In recent months, media outlets have made reports about employers skirting the law when it comes to hiring free interns. Lawsuits have been filed against various companies for allegedly not providing adequate on-the-job experience for those who provide free labor-a violation of the Fair Labor Standards Act.
A specific case in point involves an intern who worked this past summer for Donna Karan International, a maker of clothing and fashion accessories for men, women and children. The intern claims that his weekly job responsibilities did not meet the criteria for an internship under the law.
What exactly is an internship?
An internship is essentially a type of apprenticeship where employees learn valuable on-the-job skills in the field they wish to pursue. It's typically a win-win-situation for all parties involved-the employee gets valuable experience and the employer gets free labor.
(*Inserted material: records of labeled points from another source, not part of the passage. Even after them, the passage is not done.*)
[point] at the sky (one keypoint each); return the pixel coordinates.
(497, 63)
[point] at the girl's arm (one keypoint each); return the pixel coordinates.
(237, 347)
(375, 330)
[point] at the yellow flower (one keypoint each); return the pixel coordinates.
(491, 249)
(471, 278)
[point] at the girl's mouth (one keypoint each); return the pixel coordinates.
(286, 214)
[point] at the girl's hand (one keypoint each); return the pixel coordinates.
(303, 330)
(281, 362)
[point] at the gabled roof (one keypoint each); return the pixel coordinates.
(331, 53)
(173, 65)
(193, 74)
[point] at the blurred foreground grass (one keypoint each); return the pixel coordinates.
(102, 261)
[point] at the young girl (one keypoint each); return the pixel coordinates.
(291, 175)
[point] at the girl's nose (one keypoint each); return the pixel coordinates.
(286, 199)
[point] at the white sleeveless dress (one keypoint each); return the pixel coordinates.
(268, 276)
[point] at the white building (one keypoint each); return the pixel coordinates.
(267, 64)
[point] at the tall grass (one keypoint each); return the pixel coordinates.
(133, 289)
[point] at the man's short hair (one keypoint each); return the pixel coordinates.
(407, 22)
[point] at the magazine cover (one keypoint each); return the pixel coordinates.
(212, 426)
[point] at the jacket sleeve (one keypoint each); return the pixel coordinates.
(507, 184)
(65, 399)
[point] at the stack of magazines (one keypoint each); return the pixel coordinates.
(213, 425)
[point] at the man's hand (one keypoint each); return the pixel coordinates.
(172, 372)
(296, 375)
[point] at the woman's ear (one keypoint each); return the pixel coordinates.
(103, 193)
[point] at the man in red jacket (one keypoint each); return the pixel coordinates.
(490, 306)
However, any internship offering free labor must meet certain requirements in order to be legal under U.S. federal labor laws. The FLSA outlines these requirements.
The Fair Labor Standards Act internship criteria
Under the FLSA, an internship can be unpaid as long as the position, for instance, provides instruction similar to a course curriculum conducted in a classroom as well as offers a benefit to the intern.
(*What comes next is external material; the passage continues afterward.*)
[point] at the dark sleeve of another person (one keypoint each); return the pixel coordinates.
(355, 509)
Evaluating the case in point
The 25-year-old intern filed suit against Donna Karan seeking back pay because, he argues, that his internship did not meet this criterion under the FLSA.
He indicates that in 2009, he worked approximately 16 hours per week as an intern for the New York based Donna Karan location while pursuing his undergraduate degree. However, he argues that instead of obtaining valuable experience comparable to coursework curriculum-as stipulated under the FLSA-he wasn't given any experience. He says that his weekly job duties entailed fetching coffee and organizing closets full of clothing accessories.
The 25-year-old is also seeking class action certification for his lawsuit to link in other interns similarly situated to his position.
The Donna Karen intern isn't the first to file suit against his employer regarding questionable internship practices.
In June of this year, a former intern filed suit against Warner Music Group and Atlantic Records, claiming that his job duties failed to offer any on-the-job vocational experience. Former interns for Gawker Media also pursued a lawsuit for similar reasons.
Both plaintiffs are also pursuing class action certification.
Wakeup call for employers?
The legal battles regarding paid internships may be a wakeup call for employers simply looking to hire glorified assistants for free and hide under the legal veil allowing them to hire free labor.
In the wake of media reports of increased tuition rates and students competing in a tough economic market, students will push hard to gain valuable skills needed in the marketplace and be less tolerant of employers who may want to skirt the law.
Recent estimates indicate that over a million students obtain internships every year in the U.S.